Apply a function to all rows and columns in a data frame, except for the first column based on the value in the first column

Hello, and I hope I can explain this a bit simply. I know that this can be done with a loop, but it will take a lot of time, and I need this analysis to be performed as part of the web page, so some function of the application should work much better, I hope.

I have 2 data frames.
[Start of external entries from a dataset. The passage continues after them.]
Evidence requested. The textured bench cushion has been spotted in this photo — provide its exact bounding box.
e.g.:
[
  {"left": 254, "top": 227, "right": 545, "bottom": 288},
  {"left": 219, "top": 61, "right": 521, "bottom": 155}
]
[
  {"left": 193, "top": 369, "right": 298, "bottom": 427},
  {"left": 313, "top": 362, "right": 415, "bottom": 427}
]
Data frame A has a list of individual β€œanchors” and category values ​​for each of them (these are weighted average values ​​from ddply already executed).

anchor ecomax ecomin volume price runtime 1 9482 0.12981362 0.5714286 0.12981362 0.1324330 1.00000000 2 9488 0.01458662 0.5544864 0.01458662 0.2967270 0.04166667 3 9549 0.09734398 0.5721429 0.09734398 0.1219376 1.00000000 4 9574 0.00902656 0.5505136 0.00902656 0.1455307 0.14652568 5 9575 0.00902656 0.5505136 0.00902656 0.1460919 0.14652568 6 9576 0.07608863 0.5613563 0.07608863 0.1114813 1.00000000 

Data frame B is a larger data frame with the same category values ​​(ignore the names for now), but there are several entries for each anchor.
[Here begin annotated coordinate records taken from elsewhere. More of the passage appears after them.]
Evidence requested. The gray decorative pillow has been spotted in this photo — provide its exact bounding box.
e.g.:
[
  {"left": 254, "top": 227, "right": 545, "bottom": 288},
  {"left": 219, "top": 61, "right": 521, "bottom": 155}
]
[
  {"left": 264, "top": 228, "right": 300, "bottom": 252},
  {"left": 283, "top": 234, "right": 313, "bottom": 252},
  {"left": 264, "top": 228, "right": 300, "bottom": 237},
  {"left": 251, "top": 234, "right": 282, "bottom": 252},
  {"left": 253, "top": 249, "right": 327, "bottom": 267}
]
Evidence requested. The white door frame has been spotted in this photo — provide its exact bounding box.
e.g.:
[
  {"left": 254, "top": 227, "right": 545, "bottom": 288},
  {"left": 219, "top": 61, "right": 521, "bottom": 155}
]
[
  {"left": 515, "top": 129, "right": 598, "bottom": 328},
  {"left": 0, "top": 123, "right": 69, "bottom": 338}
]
  anchor ecomax_max_med ecomin_min_med volume_med price_med run_time_minimum_med 1 9482 0.12981362 0.5714286 0.12981362 0.1120882 1.00000000 2 9482 0.12981362 0.5714286 0.12981362 0.1686777 1.00000000 3 9488 0.01552049 0.5550000 0.01552049 0.2925363 0.04166667 4 9488 0.01292292 0.5535714 0.01292292 0.3041928 0.04166667 5 9549 0.09734398 0.5721429 0.09734398 0.1238916 1.00000000 6 9549 0.09734398 0.5721429 0.09734398 0.1184564 1.00000000 

I want to subtract category values ​​for B from their facilities (Data Frame A) based on its anchored anchor; those. the first 2 lines of B (anchor 9482) will differ from the first row of A (average value of anchor 9482), the next 2 lines of B (anchor 9488) will differ from the next row of A (value of anchor 9488), and so on.
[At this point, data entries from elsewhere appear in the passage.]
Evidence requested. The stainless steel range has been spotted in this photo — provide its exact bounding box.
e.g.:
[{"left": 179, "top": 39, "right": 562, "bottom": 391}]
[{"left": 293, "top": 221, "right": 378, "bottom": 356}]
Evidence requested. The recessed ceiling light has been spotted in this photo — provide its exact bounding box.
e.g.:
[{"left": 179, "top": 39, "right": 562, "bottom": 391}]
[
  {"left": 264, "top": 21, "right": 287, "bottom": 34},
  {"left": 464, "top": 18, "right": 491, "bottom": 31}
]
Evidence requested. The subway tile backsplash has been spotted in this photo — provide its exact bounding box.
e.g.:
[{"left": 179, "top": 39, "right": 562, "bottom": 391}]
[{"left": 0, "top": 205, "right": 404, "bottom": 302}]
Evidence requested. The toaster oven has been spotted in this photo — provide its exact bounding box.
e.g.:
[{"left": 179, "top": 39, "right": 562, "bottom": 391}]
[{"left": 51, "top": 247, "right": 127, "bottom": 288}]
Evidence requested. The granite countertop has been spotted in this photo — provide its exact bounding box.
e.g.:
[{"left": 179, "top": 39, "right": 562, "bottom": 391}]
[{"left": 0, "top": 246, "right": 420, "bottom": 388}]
The end result is that each row / column (except the binding) of the new Data Frame C is the difference between the values ​​in Data Frame B and the corresponding associated tools (Data Frame A). Hope this is pretty straight forward; it can be easily done with a long cycle. I assume that this requires some combination of β€œmatch” or β€œby”, but I'm not sure, and it was very unpleasant. Help!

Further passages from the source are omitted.